Tecnologia é a solução para graves problemas do planeta. Ambientalistas precisam discutir, sem preconceitos, possibilidades como transgênicos e energia nuclear.

30 de janeiro de 2006 · 18 anos atrás
  • Eduardo Pegurier

    Mestre em Economia, é professor da PUC-Rio e conselheiro de ((o))eco. Faz fé que podemos ser prósperos, justos e proteger a biodiversidade.

Ambientalistas, com freqüência, se opõem às mudanças tecnológicas e à dissolução de culturas antigas. Será que boa parte do movimento ambiental é uma versão moderna dos luddistas?

Na Inglaterra, entre 1811 e 1813, os luddistas formaram um movimento dedicado a destruir máquinas de tecelagem. Seus integrantes eram artesãos revoltados contra as novas técnicas que, ou perderam seus empregos, ou não aceitavam conviver com os preços mais livres e baixos, pois violavam a tradição de preços combinados.

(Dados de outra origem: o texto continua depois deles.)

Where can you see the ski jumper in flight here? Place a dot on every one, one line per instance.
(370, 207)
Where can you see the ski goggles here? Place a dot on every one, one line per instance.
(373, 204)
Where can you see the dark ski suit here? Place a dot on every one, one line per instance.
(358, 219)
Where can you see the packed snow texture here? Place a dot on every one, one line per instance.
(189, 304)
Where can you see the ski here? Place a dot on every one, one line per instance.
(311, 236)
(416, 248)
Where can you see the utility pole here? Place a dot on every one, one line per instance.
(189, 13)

O nome do movimento foi inspirado num personagem mítico chamado Ned Ludd. Não há certeza se ele existiu. Conta a lenda que ele ganhou a fama de destruidor de máquinas por acaso. Na realidade, teve um ataque de fúria com duas crianças, e invadiu a casa da mãe delas, quebrando dois teares que encontrou pelo caminho.

O movimento luddista não durou muito nem foi importante. Logo, o governo britânico prendeu seus líderes, condenando alguns à morte e mandando outros tantos para a Austrália. Mas é lembrado até hoje, porque capturou vivamente a relação ambígua, de amor e ódio, que mantemos com o progresso tecnológico.

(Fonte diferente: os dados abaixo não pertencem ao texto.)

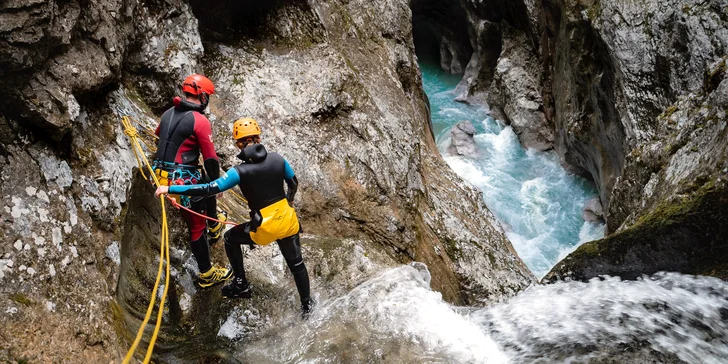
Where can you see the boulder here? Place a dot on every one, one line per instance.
(462, 141)
(593, 211)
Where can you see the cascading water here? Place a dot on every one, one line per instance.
(396, 318)
(538, 202)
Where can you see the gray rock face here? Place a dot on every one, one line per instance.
(593, 210)
(462, 141)
(517, 91)
(337, 91)
(655, 140)
(441, 31)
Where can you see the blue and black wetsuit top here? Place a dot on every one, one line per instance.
(260, 177)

Dois artigos recentes publicados no jornal Valor Econômico me fizeram pensar na relação entre a mentalidade anti-tecnológica e o movimento ambiental.

Transgênicos

O primeiro é a tradução de uma reportagem sensacional, da The Economist, sobre a história do trigo. Junto com o arroz e o milho, esse grão garantiu as calorias necessárias para que a população humana, há 10 mil anos, saltasse de algo como 10 milhões para ultrapassar, hoje, os 6 bilhões. Se não fosse esse progresso, eu provavelmente não estaria aqui. Da minha parte, passei a adorar ainda mais o trigo.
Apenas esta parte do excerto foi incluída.